3. The CIA itself is torn. In a comprehensive story outlining the pending report, The Washington Post said there were instances of CIA headquarters demanding continued use of severe interrogation techniques even after agents were convinced that suspects had no more information. In one case, a CIA employee left one of the agency's secret overseas prisons in protest of interrogation tactics there.
4. The CIA misled the public and government (including, presumably, the president and Congress) about the program, The Post reported, "concealing details about the severity of its methods, overstating the significance of plots and prisoners, and taking credit for critical pieces of intelligence that detainees had in fact surrendered before they were subjected to harsh techniques." The Senate Intelligence Committee report concludes that the program had little, if anything, to do with finding and killing Osama bin Laden—or with disrupting and investigating other acts of terrorism.
5. The minority report written by Republicans would "absolutely" document the intelligence value of the controversial techniques, said Sen. Saxby Chambliss, R-Ga., the top Republican on the Senate Intelligence Committee. That seems dubious. Everything I've heard from Republicans as well as Democrats involved in reviewing the program tells me that the committee's main report is overwhelmingly convincing. But Chambliss's statement is an important reminder of why Obama must press for transparency. When the committee is allowed to release its findings, open-minded Americans will be able to judge for themselves.
6. The CIA has aggressively fought the release of even a summary of the committee's conclusions. The agency has demanded and received authority to edit the report. Who wouldn't want to edit his own indictment? This feels like institutional butt-covering.

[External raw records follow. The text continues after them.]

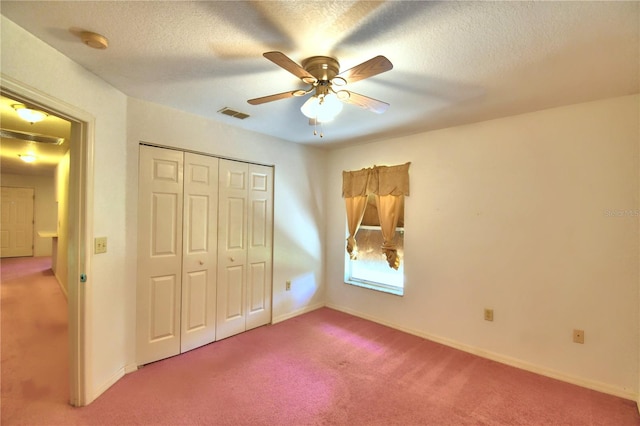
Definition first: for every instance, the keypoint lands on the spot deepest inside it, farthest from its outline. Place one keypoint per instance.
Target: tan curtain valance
(389, 185)
(379, 180)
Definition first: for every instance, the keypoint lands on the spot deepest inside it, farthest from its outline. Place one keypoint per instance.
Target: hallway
(34, 340)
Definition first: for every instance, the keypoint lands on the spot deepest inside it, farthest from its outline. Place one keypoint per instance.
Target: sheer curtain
(389, 184)
(354, 191)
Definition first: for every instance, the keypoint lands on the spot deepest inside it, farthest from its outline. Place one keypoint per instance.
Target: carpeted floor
(321, 368)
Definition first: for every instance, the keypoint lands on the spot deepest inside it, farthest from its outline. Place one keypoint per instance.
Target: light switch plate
(100, 245)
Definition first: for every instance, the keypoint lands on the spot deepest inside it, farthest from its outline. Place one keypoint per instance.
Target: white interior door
(199, 262)
(244, 247)
(16, 232)
(160, 202)
(232, 248)
(259, 254)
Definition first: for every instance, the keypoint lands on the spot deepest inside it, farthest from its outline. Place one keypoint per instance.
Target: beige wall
(44, 207)
(534, 216)
(46, 71)
(62, 199)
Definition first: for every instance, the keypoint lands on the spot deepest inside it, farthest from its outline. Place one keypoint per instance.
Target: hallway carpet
(321, 368)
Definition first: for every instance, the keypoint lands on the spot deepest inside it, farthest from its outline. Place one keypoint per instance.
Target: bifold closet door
(199, 262)
(177, 252)
(245, 225)
(159, 289)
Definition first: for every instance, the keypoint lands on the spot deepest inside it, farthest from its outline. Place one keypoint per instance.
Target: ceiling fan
(322, 74)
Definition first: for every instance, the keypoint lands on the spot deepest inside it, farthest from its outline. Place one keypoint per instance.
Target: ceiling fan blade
(365, 102)
(271, 98)
(373, 66)
(285, 62)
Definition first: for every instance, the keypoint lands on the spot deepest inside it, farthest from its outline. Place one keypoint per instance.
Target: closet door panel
(232, 244)
(259, 250)
(199, 263)
(159, 285)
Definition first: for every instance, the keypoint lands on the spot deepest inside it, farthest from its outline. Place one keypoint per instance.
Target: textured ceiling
(454, 62)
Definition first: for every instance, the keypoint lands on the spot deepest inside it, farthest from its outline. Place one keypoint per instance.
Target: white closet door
(199, 263)
(160, 201)
(232, 248)
(17, 222)
(259, 244)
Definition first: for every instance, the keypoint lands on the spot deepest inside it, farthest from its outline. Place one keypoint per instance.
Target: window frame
(373, 285)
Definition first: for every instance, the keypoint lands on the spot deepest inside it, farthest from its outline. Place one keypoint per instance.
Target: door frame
(79, 233)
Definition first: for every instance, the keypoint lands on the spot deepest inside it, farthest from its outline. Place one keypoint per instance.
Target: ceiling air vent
(31, 137)
(232, 113)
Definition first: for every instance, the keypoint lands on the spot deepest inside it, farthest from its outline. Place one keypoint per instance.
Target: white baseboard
(106, 385)
(130, 368)
(523, 365)
(64, 290)
(304, 310)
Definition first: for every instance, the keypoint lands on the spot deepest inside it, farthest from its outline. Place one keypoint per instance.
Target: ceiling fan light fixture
(29, 114)
(28, 158)
(94, 40)
(322, 108)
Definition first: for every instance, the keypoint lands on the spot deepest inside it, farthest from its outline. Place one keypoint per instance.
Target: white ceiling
(454, 62)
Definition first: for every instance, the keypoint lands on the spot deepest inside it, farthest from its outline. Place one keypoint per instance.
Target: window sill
(377, 287)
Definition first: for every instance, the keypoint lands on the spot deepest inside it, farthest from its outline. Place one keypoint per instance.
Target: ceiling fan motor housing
(323, 68)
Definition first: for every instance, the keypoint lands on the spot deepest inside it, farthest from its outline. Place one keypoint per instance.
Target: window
(374, 201)
(370, 269)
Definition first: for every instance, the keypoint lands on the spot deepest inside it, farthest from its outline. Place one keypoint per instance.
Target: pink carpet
(321, 368)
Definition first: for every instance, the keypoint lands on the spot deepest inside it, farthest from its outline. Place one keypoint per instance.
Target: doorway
(79, 186)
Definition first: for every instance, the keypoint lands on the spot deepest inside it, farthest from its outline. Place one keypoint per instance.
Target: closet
(204, 250)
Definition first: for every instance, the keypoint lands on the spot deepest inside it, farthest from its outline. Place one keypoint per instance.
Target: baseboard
(301, 311)
(106, 385)
(64, 290)
(130, 368)
(523, 365)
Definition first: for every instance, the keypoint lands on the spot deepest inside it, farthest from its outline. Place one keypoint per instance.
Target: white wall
(42, 68)
(44, 207)
(534, 216)
(298, 205)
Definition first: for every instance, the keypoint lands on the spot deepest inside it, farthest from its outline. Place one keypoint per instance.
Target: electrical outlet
(488, 314)
(578, 336)
(100, 245)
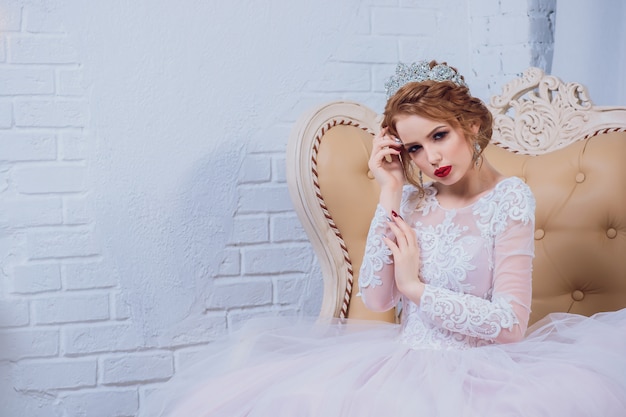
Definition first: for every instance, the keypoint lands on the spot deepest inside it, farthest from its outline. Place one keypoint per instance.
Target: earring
(477, 157)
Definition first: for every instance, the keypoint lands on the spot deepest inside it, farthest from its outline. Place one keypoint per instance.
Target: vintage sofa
(571, 153)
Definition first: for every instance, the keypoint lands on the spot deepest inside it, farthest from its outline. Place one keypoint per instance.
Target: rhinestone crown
(421, 71)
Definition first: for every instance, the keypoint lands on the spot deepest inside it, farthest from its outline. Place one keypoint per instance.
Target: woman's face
(438, 150)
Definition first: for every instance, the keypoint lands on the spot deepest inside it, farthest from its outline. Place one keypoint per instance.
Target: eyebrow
(408, 145)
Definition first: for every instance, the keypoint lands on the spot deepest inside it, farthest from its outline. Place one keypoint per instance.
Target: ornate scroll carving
(537, 113)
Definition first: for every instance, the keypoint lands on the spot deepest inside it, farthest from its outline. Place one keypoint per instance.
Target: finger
(401, 238)
(391, 245)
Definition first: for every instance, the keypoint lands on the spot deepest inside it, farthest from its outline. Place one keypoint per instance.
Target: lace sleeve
(468, 314)
(376, 281)
(504, 317)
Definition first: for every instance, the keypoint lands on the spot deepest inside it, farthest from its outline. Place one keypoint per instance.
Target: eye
(414, 148)
(440, 135)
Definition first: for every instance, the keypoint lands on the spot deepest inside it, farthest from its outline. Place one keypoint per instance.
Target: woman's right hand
(385, 161)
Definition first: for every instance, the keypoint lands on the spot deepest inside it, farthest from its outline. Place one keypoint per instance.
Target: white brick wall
(144, 209)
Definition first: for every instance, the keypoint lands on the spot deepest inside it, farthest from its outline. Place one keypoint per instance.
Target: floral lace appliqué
(446, 261)
(466, 314)
(377, 253)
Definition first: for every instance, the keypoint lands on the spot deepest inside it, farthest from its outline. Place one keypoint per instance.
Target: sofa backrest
(571, 154)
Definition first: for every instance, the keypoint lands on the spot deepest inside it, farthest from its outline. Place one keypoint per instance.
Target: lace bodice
(476, 263)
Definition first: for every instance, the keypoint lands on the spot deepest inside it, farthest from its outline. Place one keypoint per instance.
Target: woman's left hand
(406, 259)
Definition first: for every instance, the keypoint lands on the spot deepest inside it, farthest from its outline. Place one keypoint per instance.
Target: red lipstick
(443, 172)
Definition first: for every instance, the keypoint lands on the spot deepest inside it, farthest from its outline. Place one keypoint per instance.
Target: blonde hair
(442, 101)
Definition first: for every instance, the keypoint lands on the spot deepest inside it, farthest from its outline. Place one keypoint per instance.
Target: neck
(478, 181)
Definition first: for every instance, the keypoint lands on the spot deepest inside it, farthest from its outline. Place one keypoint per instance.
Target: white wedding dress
(463, 351)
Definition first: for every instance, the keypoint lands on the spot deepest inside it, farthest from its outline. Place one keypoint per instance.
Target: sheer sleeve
(376, 278)
(502, 317)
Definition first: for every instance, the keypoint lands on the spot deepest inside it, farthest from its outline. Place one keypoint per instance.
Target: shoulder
(510, 201)
(514, 191)
(413, 200)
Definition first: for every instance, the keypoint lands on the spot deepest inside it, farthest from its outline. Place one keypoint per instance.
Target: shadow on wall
(169, 312)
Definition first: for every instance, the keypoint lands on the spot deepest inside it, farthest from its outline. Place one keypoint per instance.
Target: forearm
(376, 278)
(498, 319)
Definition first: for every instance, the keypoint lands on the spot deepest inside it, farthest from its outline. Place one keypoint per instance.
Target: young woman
(456, 255)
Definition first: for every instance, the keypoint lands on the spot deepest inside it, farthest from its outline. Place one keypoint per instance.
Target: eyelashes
(435, 137)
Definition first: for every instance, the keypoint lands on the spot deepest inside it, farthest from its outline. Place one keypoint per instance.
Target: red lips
(443, 171)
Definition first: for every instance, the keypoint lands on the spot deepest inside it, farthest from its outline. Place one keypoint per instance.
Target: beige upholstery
(571, 154)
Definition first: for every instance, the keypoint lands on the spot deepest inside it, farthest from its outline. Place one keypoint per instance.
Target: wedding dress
(463, 351)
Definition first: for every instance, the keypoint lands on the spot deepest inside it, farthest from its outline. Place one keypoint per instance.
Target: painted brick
(100, 338)
(380, 75)
(29, 343)
(51, 113)
(77, 210)
(230, 264)
(41, 49)
(403, 21)
(19, 81)
(61, 374)
(200, 329)
(72, 146)
(35, 278)
(274, 138)
(6, 112)
(70, 82)
(239, 317)
(27, 147)
(42, 20)
(366, 49)
(279, 169)
(135, 368)
(121, 308)
(515, 59)
(11, 17)
(187, 357)
(80, 276)
(540, 30)
(240, 294)
(509, 30)
(61, 243)
(263, 198)
(341, 76)
(480, 30)
(13, 313)
(287, 228)
(101, 403)
(32, 211)
(288, 289)
(519, 8)
(255, 169)
(50, 179)
(294, 258)
(484, 7)
(277, 142)
(70, 309)
(250, 229)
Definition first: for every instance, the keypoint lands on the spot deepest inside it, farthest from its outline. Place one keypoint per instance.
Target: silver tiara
(421, 71)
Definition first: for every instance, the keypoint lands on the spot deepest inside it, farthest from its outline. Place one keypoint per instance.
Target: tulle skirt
(568, 365)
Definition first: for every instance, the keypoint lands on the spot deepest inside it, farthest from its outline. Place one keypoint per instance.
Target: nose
(432, 155)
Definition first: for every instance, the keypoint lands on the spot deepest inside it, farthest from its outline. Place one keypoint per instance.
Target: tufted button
(578, 295)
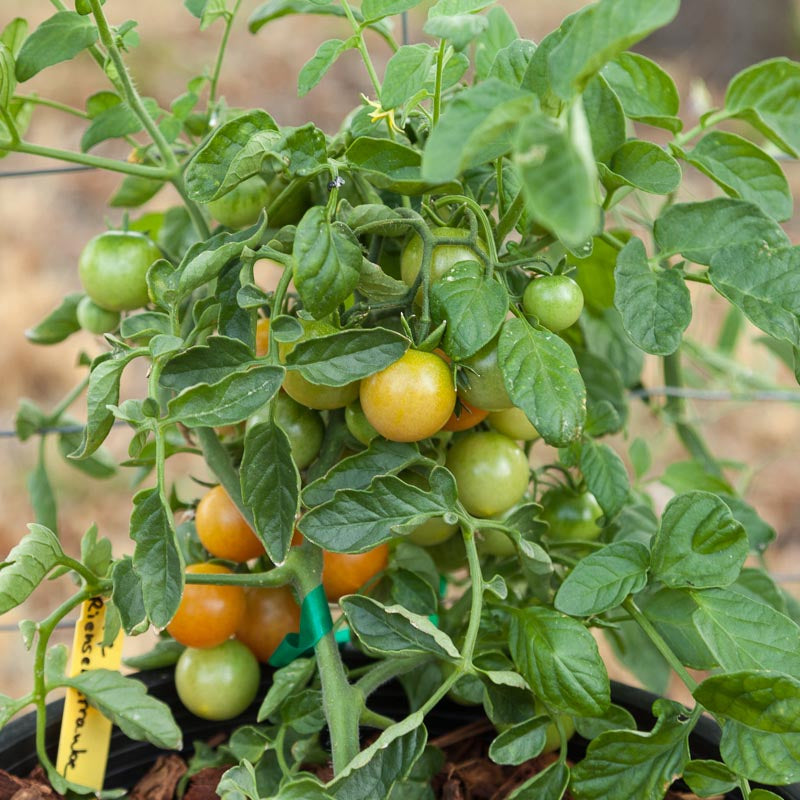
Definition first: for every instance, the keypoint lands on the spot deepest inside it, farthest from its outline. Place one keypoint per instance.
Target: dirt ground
(46, 220)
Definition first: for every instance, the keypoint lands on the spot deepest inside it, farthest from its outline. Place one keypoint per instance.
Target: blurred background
(47, 219)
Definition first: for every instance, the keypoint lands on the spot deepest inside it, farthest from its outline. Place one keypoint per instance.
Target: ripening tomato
(464, 417)
(217, 682)
(346, 573)
(410, 399)
(223, 531)
(271, 613)
(207, 614)
(491, 472)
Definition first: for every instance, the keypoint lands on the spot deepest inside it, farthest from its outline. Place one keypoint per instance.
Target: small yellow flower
(381, 113)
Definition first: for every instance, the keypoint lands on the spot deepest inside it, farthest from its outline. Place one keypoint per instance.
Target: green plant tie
(315, 622)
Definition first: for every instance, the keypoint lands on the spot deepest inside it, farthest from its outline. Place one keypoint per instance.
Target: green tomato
(217, 682)
(513, 423)
(444, 256)
(491, 472)
(485, 387)
(358, 424)
(302, 425)
(241, 206)
(433, 531)
(555, 300)
(572, 516)
(113, 269)
(314, 395)
(95, 319)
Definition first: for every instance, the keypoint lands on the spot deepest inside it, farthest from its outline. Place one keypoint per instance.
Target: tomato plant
(491, 472)
(270, 614)
(410, 399)
(555, 300)
(113, 269)
(207, 614)
(404, 309)
(217, 682)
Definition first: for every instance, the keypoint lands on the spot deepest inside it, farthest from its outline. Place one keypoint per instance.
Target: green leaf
(549, 784)
(767, 95)
(699, 544)
(499, 34)
(604, 117)
(103, 392)
(473, 307)
(767, 701)
(58, 324)
(271, 487)
(599, 33)
(231, 400)
(742, 169)
(542, 378)
(327, 262)
(347, 356)
(647, 93)
(459, 30)
(605, 475)
(234, 153)
(393, 631)
(157, 559)
(761, 281)
(59, 38)
(217, 358)
(375, 770)
(603, 579)
(698, 230)
(644, 166)
(26, 565)
(760, 756)
(477, 127)
(357, 471)
(706, 778)
(286, 681)
(745, 633)
(556, 163)
(127, 704)
(314, 69)
(559, 659)
(389, 165)
(620, 765)
(406, 71)
(520, 742)
(127, 596)
(377, 9)
(671, 612)
(655, 306)
(356, 520)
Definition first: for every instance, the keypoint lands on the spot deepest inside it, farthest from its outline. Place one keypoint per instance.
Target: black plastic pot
(129, 760)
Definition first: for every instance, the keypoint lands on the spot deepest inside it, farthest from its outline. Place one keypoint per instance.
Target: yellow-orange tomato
(271, 613)
(410, 399)
(262, 337)
(345, 573)
(223, 531)
(207, 615)
(464, 418)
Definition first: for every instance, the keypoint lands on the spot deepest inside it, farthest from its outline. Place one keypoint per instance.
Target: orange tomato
(223, 531)
(207, 615)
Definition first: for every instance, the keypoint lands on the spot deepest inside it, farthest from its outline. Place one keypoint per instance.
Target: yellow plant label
(85, 732)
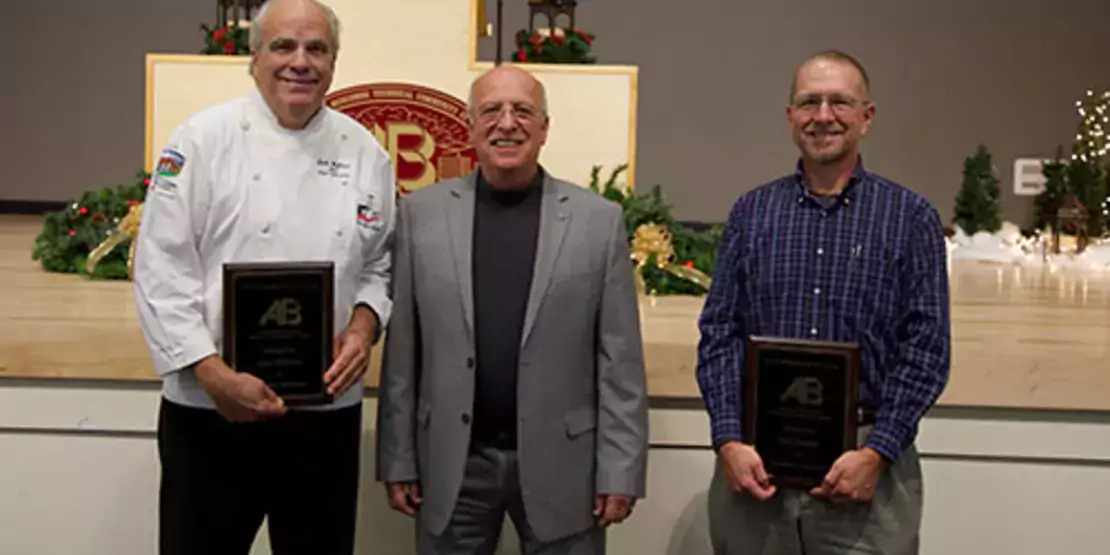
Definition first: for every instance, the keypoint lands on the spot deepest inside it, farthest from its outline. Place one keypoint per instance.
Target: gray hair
(474, 84)
(255, 34)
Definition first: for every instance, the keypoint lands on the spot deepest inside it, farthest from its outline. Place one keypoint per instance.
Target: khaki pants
(795, 523)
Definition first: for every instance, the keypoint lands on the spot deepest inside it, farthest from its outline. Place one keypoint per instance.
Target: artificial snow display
(1009, 246)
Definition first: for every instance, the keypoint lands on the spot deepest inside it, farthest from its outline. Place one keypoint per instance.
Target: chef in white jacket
(271, 177)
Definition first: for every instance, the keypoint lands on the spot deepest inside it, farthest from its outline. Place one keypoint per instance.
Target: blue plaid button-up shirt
(868, 265)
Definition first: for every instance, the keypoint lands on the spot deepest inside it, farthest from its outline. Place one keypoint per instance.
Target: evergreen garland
(693, 248)
(69, 235)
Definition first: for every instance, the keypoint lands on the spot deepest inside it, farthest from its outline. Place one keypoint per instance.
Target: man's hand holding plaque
(853, 477)
(238, 396)
(744, 471)
(351, 351)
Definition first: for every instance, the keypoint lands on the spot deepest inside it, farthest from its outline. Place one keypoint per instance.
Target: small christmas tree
(1056, 189)
(1087, 177)
(977, 204)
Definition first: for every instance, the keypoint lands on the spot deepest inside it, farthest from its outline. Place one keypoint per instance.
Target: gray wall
(714, 78)
(7, 99)
(946, 74)
(77, 76)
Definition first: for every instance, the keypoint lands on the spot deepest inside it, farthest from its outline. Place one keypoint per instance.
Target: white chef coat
(233, 185)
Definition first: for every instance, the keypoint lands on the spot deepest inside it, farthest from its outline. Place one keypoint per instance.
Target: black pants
(220, 480)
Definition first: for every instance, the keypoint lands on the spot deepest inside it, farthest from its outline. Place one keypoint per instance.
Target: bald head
(298, 9)
(838, 58)
(508, 125)
(507, 76)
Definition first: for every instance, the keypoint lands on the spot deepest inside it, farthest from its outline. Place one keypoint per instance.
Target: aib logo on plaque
(283, 312)
(424, 130)
(806, 391)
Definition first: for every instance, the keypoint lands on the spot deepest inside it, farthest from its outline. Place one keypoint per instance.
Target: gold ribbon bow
(654, 240)
(127, 230)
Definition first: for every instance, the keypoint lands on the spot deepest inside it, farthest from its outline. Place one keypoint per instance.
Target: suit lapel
(461, 224)
(554, 219)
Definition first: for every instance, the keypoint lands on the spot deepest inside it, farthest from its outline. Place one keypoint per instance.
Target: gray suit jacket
(582, 396)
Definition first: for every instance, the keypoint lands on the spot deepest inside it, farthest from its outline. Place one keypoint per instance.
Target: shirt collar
(536, 182)
(858, 173)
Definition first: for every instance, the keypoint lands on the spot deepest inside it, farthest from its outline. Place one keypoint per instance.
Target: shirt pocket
(870, 279)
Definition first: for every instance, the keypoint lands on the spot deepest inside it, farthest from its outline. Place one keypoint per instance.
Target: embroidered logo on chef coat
(171, 163)
(333, 169)
(367, 215)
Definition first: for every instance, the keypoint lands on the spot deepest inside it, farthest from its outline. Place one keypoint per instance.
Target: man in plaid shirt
(831, 252)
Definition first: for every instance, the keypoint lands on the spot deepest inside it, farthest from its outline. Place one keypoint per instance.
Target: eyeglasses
(518, 111)
(838, 103)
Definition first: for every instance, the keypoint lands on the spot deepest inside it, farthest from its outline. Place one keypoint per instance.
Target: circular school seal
(424, 130)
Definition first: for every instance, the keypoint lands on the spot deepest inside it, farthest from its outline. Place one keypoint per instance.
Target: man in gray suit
(513, 373)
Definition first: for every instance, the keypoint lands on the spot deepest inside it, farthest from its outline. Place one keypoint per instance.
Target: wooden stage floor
(1022, 339)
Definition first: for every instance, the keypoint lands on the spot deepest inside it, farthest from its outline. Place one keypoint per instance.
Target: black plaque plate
(278, 321)
(800, 409)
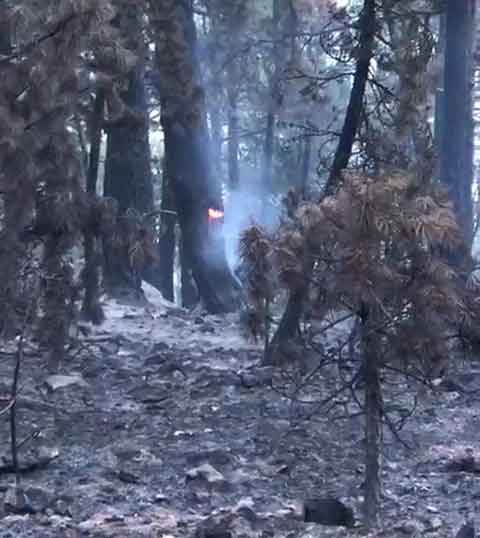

7. The CIA hacked into the computers used by Senate investigators to conduct their watershed report. Agency spies were apparently attempting to retrieve and delete a damning internal CIA document (the so-called Panetta review). This could be criminal. It's illegal for the CIA to spy inside the United States. The CIA is part of the executive branch of government. The Senate is part of the legislative branch, one of the few checks against the CIA's extraordinary power.
8. CIA Director John Brennan had flatly denied that his agency was spying on Senate staffers. If Brennan knowingly misled the public, he's a liar. If he denied the charges before checking them out, he's careless with the truth. Pick your poison. Brennan ordered an internal review after denying the charges, then apologized when the spying was confirmed.
9. "I have full confidence in John Brennan," Obama said Friday. This is the where I strongly disagree with the president. It is one thing to give the CIA a pass for heat-of-the-moment decisions to torture suspects, especially knowing the pressure applied from the Oval Office under President Bush and Vice President Dick Cheney (Nos. 2-3 above). It's another to implicitly condone institutionalized deception, lies, and cover-ups. (Nos. 4-8.)
10. Obama needs to hold high-ranking CIA officials accountable for misleading the White House, Congress, and the people, and for spying on Senate investigators. Patriots may get away with torture. Not with lying about it.